While the city of Frederick’s Department of Economic Development doesn’t directly create jobs, it commits time into making Frederick an attractive destination for new businesses and to making it an area where existing businesses can prosper.
“Our role is trying to make Frederick a great place for businesses to want to invest in,” Economic Development Director Richard Griffin said. “We’re creating the playing field, but it’s the private sectors that are making the investment and creating the jobs.”
Currently, over 3,500 businesses operate within Frederick’s city limits. While the target industries of Frederick include advanced technology, bioscience, professional services and tourism and film, the city plays host to a wide variety of business types and sizes.
Small businesses and large businesses alike are afforded the opportunity to begin and thrive in Frederick with the department’s commitment to providing the necessary land, utilities, and workforce. The workforce, which derives from the city and its vast surrounding areas, is a versatile population well-trained to succeed in a number of different industries that require unique skills and specializations.
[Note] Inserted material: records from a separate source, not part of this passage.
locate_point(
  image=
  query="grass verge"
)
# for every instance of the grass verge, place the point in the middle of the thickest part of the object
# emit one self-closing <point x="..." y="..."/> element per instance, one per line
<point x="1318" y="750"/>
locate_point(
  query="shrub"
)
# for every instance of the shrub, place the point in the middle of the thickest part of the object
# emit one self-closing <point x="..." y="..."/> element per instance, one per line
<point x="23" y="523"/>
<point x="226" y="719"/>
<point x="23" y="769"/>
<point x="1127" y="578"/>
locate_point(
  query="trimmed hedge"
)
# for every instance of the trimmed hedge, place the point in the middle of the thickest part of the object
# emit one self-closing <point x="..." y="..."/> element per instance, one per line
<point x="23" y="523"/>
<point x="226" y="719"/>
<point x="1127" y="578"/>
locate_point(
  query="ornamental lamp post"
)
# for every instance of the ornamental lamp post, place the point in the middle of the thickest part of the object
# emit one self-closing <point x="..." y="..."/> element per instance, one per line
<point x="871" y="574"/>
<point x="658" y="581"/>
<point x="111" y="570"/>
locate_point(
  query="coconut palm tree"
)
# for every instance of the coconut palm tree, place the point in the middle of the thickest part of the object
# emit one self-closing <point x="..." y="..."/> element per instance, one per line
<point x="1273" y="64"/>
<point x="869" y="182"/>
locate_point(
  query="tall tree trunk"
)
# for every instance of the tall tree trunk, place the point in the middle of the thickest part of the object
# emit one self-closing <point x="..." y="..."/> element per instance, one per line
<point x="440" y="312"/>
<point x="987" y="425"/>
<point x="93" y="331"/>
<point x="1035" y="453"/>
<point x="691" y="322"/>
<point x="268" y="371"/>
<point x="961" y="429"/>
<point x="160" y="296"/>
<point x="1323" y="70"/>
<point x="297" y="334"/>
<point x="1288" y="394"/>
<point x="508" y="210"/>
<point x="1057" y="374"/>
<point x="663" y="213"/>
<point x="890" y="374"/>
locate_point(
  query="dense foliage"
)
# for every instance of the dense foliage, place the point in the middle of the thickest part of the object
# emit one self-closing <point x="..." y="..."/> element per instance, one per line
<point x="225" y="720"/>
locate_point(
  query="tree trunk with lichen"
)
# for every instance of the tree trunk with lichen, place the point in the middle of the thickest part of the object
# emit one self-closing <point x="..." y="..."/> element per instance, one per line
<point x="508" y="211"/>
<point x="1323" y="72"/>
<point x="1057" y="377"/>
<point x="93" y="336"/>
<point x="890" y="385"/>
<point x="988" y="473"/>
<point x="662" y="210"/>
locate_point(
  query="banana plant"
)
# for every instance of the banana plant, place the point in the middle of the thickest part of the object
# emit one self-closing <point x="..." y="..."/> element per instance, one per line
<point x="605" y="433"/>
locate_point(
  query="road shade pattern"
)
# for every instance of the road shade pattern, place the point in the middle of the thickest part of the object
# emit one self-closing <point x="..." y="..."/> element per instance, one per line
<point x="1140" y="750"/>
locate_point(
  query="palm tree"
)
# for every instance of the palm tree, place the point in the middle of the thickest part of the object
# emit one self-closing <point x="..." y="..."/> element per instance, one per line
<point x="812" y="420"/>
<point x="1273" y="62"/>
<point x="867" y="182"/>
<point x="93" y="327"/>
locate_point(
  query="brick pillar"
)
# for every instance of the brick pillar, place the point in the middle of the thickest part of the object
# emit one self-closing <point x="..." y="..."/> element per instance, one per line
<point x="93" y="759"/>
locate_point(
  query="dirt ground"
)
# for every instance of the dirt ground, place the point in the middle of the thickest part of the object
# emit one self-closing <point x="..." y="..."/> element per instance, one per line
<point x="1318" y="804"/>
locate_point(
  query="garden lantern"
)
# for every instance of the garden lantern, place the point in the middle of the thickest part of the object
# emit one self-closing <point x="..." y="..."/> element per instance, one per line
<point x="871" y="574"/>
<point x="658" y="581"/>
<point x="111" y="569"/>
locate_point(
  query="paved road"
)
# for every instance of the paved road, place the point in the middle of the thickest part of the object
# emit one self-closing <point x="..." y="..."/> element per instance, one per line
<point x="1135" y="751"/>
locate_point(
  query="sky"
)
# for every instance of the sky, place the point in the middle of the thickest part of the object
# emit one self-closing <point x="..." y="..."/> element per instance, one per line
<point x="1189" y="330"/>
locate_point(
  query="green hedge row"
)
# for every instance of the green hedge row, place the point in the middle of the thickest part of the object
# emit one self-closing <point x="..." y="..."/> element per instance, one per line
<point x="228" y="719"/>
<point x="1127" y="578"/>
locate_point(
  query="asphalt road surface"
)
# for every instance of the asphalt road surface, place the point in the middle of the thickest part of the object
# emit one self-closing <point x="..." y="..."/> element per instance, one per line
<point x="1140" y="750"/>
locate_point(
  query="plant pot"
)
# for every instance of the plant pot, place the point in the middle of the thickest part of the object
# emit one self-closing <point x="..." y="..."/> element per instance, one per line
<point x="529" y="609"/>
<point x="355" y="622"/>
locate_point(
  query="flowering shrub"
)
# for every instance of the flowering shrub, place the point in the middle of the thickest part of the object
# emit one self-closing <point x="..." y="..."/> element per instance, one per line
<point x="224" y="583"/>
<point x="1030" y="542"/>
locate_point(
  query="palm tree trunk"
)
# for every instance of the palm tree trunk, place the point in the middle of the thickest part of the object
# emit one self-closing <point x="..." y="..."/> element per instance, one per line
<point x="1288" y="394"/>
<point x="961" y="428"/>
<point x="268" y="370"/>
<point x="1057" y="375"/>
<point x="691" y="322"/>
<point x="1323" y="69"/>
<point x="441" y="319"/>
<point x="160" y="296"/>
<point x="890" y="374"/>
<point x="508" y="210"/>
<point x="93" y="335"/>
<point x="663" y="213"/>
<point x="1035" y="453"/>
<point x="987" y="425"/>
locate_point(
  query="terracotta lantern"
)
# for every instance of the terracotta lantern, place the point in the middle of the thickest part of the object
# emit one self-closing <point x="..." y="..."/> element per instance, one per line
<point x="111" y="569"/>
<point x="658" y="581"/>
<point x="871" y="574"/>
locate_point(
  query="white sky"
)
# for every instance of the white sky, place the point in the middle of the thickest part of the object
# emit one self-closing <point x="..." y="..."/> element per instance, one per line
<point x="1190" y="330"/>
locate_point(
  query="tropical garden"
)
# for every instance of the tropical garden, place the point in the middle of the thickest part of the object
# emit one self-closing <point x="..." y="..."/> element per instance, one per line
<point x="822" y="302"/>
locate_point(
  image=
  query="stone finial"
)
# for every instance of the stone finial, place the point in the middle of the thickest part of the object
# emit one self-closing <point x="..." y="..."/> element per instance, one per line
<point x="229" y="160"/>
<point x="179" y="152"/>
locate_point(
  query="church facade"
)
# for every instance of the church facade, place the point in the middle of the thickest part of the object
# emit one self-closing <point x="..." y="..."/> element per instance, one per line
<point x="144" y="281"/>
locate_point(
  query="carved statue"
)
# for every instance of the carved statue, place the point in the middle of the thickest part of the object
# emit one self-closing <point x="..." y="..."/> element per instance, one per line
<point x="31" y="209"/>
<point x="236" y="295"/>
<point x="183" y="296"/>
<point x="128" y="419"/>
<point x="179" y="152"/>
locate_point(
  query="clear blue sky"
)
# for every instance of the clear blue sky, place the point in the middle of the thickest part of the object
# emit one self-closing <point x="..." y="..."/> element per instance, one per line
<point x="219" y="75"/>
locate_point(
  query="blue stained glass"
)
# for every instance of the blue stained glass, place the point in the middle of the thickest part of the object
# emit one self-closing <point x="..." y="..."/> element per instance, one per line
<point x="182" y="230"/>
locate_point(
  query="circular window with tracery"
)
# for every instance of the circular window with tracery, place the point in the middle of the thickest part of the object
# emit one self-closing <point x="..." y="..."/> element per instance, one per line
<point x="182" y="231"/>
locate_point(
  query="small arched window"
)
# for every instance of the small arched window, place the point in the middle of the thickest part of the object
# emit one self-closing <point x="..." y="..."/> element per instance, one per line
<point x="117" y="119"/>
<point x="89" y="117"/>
“The business cycle is very fast,” Griffin said. “A business that has an idea, they’re not going to wait for five years while you build what they need. They need the space and people in the short-term, so we have to be nimble and provide to them on a real-time basis.”
A key area to the city’s business climate is the hub of commerce, culture, entertainment, and government that exists in Downtown Frederick. Revitalization efforts in the area have exceeded millions of dollars as the city focuses on keeping downtown a relevant area, rather than focusing all of its efforts on the periphery and relegating the center of the city to lesser importance.
While a strong emphasis has been placed on the city’s downtown area, the department strives to balance its efforts in every area of Frederick. With each area serving different roles for the community, including health corridors, transportation, retail and ethnic options, economic development ensures all of these components come together for the sum of the parts.
“The city as a whole is 22 square miles and we’re incredibly proud of every square inch of Frederick,” Griffin said.
Since Griffin became involved with economic development, he has seen the city of Frederick grow by well over 20,000 people and over 700 businesses. As the area continues to grow, the department is focused on attracting quality businesses who will sustain success with long-term commitments to Frederick.
“Economic development is really about the people and something they value highly, which is their job. Providing people with the dignity of work is a beautiful thing,” Griffin said. “Building a Frederick that is diverse and has jobs at all levels is what motivates us.”